Data Platform Engineer - Databricks & Analytics Pipelines

  • Taylor Rose TTKW Limited
  • Peterborough, Cambridgeshire
  • 27/05/2026
Full time Information Technology Telecommunications SQL Python Testing CRM

Job Description

Responsibilities
  • Design, build, and maintain scalable, production grade data pipelines into Databricks.
  • Implement ingestion, transformation, and optimisation patterns using SQL, Spark, and Python.
  • Ensure datasets are performant, reliable, and analytics ready.
  • Lead hands on data mapping from legacy systems into Databricks with downstream implication with Analytics (Tableau) and strong AI use cases (Mulesoft IDP and Data360/Agentforce).
  • Support ingestion and harmonisation of data arising from M&A activity.
  • Analyse acquired datasets and integrate them into the central data platform.
  • Establish and govern testing standards covering functional, regression, integration and UAT testing.
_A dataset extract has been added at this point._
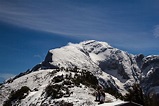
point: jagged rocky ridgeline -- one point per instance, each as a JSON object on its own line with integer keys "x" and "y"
{"x": 81, "y": 67}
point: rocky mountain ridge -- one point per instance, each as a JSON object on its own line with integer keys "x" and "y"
{"x": 110, "y": 67}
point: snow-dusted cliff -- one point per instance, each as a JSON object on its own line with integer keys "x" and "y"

  • Implement data quality checks, validation rules, and monitoring within pipelines.
  • Support governance standards defined by the Data & Analytics Manager.
  • Ensure high quality documentation and data governance.
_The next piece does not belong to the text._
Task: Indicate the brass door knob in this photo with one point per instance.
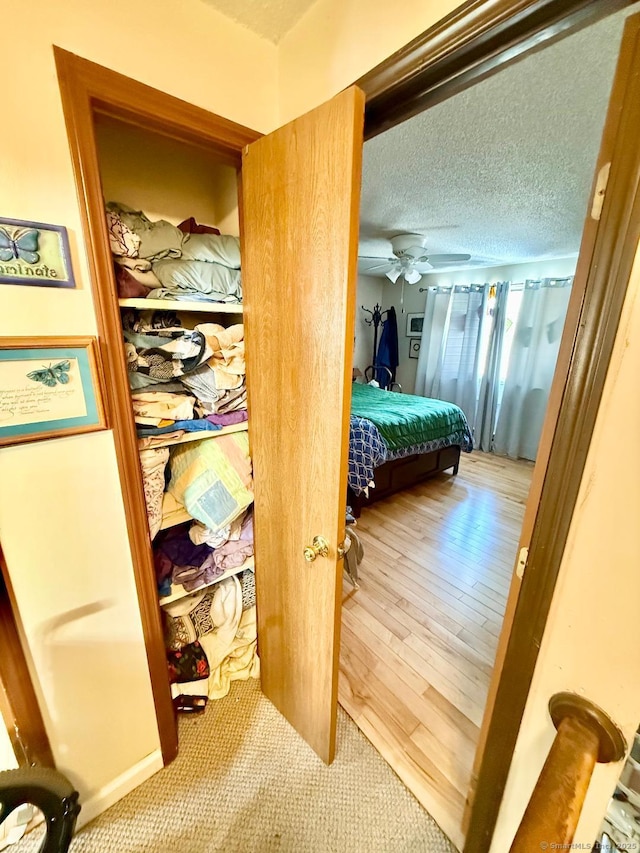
(318, 548)
(344, 547)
  • Work with internal and external teams, using Agile delivery and Project Management tools such as Jira/Confluence/Miro.
Requirements
  • Commercial experience as a Data Engineer in a modern data platform.
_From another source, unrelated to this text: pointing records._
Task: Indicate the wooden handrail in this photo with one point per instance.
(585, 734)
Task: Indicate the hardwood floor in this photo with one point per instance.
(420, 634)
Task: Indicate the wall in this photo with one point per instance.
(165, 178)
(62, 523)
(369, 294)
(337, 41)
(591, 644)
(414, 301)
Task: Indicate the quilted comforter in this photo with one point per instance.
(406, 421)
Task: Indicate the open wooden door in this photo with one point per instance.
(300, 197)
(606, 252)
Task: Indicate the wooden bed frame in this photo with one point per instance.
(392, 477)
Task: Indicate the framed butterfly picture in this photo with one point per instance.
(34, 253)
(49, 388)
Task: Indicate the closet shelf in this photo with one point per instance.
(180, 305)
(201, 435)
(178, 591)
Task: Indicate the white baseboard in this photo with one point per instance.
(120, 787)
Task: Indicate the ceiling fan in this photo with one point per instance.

  • Strong hands on experience with Databricks (or equivalent cloud data platforms).
  • Experience mapping and migrating data from legacy systems.
  • Solid understanding of data modelling and transformation.
  • Experience supporting analytics tools such as Tableau.
  • Desirable: Experience with Salesforce Data Cloud (Data 360) or CRM data models.
  • Desirable: Exposure to AI ready data platforms or automation use cases.
  • Desirable: Experience working within a Centre of Excellence or multi team environment.
Success Measures
  • Reliability of data pipelines (uptime, successful run rates).
  • Time taken to onboard new data sources.
  • Reduction in downstream data issues and rework.
  • Adoption of engineered datasets by analytics and AI use cases.
  • Quality and clarity of data documentation and mappings.
Core Values
  • Aspire: Challenge convention, be entrepreneurial with energy for change. Be the best we can be.
  • Innovate: Creatively evolve our working practices, use our revenue and resources in a virtuous cycle of improving our people, systems and growth.
  • Integrate: Bring together people and systems into a cohesive force.
  • Commitment: Work with integrity and invest in long term relationships, creating a strong market position and delivering sustained commercial advantage.
Equality and Diversity

This organisation strives to operate a policy of equal opportunity and to not discriminate against any person because of sex, race, colour or national origin.